The austerity package, passed in parliament this month to try to stem weeks of market turbulence that threatened to suck Italy into a Greek-style financial crisis, was agreed after heavy pressure from the European Central Bank.

But it has been criticized by groups ranging from employers' federation Confindustria to the main unions, the opposition and even significant sections of the ruling centre-right coalition itself and is certain to be amended in the coming weeks.

It has also caused serious tensions between Mr. Berlusconi and his coalition partners in the Northern League who have fiercely opposed proposals to raise the pension age.

A so-called solidarity tax on incomes over €90,000 was widely attacked for unfairly targeting salary earners in private companies whose earnings are taxed at source, while sparing many independent professionals who often under-report their real earnings.

The government had expected to raise more than €2-billion from the tax by 2013 and it will have to make up the lost revenue from other sources if it is to preserve the overall size of the austerity plan as it has promised.

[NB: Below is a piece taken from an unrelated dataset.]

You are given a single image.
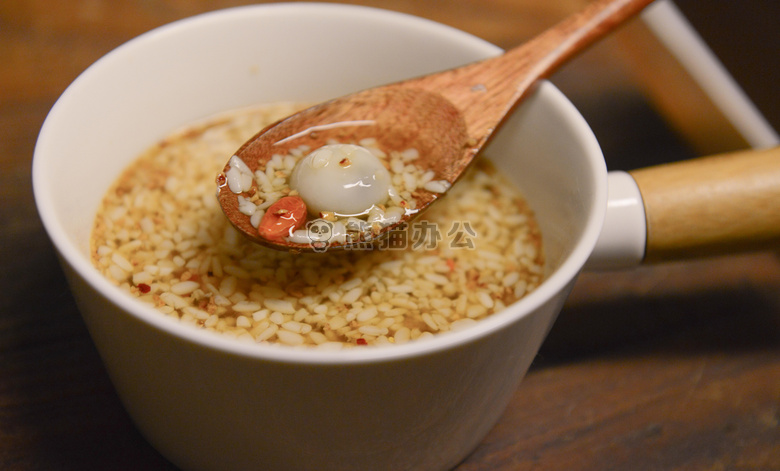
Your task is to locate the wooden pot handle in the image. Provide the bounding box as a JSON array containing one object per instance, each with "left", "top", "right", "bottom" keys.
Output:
[{"left": 629, "top": 147, "right": 780, "bottom": 263}]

However, it gave only vague indications of "new measures" affecting privately held assets intended to combat tax evasion and a reduction in tax breaks for co-operatives.

The original austerity plan also drew heavy fire from regional and local governments who said plans to cut €9.2-billion from their funding by 2013 would hit schools, roads and hospitals across the country.

The statement on Monday said the final impact on local governments would be less than originally planned and in return they would have wider powers to combat tax evasion and to use the proceeds for local spending. It gave no other details.

In addition to measures which may hit plans to cut the deficit over the coming two and a half years, the government is also proposing two constitutional reforms that will take longer to have an effect.

It wants to halve the number of parliamentarians, which currently include 630 members of the lower house and 315 elected Senators, and abolish Italy's 110 provinces. The lengthy process required means that any change could take years.